Looking at
Text::StripAccents source code, it seems quite inefficient: it splits the string in chars, loops over them replacing accented ones by their ASCII equivalent and then joins the string again.

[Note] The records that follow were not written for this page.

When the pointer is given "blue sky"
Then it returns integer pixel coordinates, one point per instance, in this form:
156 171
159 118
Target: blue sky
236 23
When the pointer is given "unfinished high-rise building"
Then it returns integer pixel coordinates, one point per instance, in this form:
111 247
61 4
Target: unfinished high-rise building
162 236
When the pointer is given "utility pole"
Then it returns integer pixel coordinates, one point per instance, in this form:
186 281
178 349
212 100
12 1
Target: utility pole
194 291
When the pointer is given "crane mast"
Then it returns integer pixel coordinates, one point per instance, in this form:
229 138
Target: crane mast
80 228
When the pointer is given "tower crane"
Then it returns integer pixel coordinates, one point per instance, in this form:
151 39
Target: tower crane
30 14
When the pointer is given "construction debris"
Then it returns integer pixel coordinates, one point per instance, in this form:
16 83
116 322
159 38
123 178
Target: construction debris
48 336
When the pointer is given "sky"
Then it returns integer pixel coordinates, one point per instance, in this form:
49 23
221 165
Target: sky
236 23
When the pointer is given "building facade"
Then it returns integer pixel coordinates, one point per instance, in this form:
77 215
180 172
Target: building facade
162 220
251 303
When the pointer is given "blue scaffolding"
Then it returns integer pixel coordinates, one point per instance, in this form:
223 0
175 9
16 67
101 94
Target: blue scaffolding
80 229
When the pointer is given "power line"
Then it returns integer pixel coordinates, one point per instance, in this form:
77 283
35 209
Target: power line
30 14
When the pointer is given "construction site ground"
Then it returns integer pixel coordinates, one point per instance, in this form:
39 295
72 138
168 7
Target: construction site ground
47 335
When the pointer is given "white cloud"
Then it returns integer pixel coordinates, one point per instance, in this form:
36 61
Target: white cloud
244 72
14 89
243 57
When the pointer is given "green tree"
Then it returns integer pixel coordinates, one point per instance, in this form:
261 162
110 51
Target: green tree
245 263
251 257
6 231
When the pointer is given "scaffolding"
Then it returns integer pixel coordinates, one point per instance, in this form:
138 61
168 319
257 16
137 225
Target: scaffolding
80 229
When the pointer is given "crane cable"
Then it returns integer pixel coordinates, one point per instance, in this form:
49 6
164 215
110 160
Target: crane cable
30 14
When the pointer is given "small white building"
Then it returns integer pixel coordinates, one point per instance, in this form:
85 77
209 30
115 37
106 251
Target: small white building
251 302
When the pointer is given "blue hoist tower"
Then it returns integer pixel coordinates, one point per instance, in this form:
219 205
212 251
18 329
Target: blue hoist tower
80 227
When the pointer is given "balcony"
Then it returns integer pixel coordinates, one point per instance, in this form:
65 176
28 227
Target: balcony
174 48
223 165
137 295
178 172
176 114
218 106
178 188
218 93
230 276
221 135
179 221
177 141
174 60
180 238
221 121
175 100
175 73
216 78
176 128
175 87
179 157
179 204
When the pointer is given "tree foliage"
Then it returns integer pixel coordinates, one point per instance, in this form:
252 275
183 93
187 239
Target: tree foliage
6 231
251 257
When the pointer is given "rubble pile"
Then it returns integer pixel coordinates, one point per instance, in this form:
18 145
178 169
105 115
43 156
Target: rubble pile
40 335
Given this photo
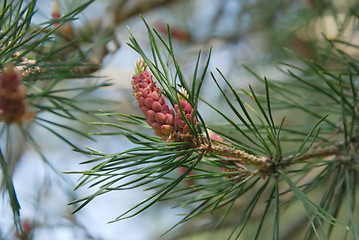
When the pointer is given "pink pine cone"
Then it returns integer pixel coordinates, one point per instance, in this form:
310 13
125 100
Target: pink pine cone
166 123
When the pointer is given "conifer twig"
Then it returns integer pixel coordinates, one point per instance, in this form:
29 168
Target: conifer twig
260 162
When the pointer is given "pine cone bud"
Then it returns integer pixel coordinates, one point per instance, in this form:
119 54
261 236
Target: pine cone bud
151 102
166 123
12 97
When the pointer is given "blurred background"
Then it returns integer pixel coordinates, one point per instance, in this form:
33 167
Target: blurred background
257 33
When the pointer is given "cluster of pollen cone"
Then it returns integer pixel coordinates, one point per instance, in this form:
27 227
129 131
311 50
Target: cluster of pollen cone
167 123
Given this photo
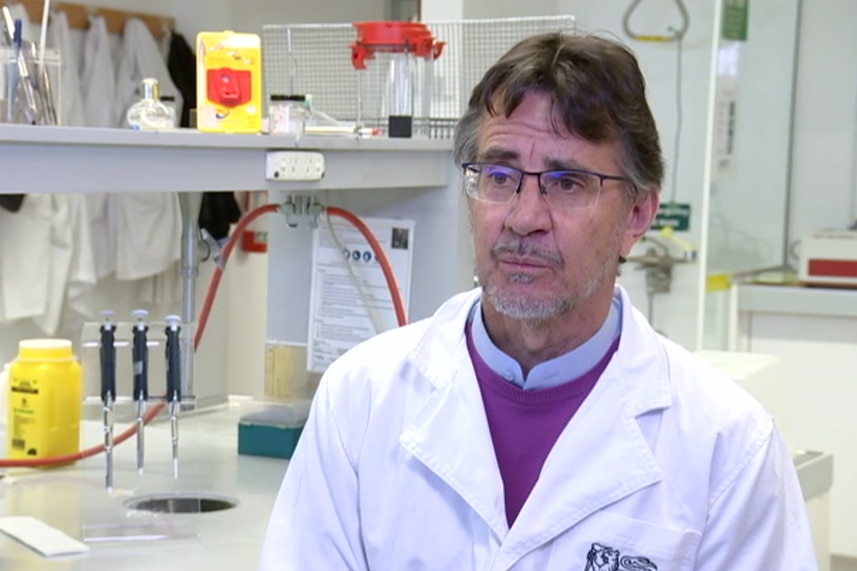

A regular expresion substitution could do it:
my %table = ( 'À' => 'A', 'Á' => 'A', 'Â' => 'A', 'Ã' => 'A', 'Ä' => '
+A', 'Å' => 'A',
'Ç' => 'C',
'È' => 'E', 'É' => 'E', 'Ê' => 'E', 'Ë' => 'E',
'Ì' => 'I', 'Í' => 'I', 'Î' => 'I', 'Ï' => 'I',
'Ñ' => 'N',
'Ò' => 'O', 'Ó' => 'O', 'Ô' => 'O', 'Õ' => 'O', 'Ö' => '
+O',
'Ù' => 'U', 'Ú' => 'U', 'Û' => 'U', 'Ü' => 'U',
'à' => 'a', 'á' => 'a', 'â' => 'a', 'ã' => 'a', 'ä' => '
+a', 'å' => 'a',
'ç' => 'c',
'è' => 'e', 'é' => 'e', 'ê' => 'e', 'ë' => 'e',
'ì' => 'i', 'í' => 'i', 'î' => 'i', 'ï' => 'i',
'ñ' => 'n',
'ò' => 'o', 'ó' => 'o', 'ô' => 'o', 'õ' => 'o', 'ö' => '
+o',
'ß' => 'ss',
'ù' => 'u', 'ú' => 'u', 'û' => 'u', 'ü' => 'u',
'ý' => 'y' );
sub strip_accents {
my $str = shift;
$str =~ s/([^\x00-\x7F])/$table{$1} || '?'/ge;
$str
}
It's so simple that it makes me think if a module is actually required...
And BTW, "unaccenting" chars is not a unique transformation, it depends on the text language. For instance, in German 'ü' should be mapped to 'ue' (see Lingua::DE::ASCII), but in Spanish it should be mapped to 'u'.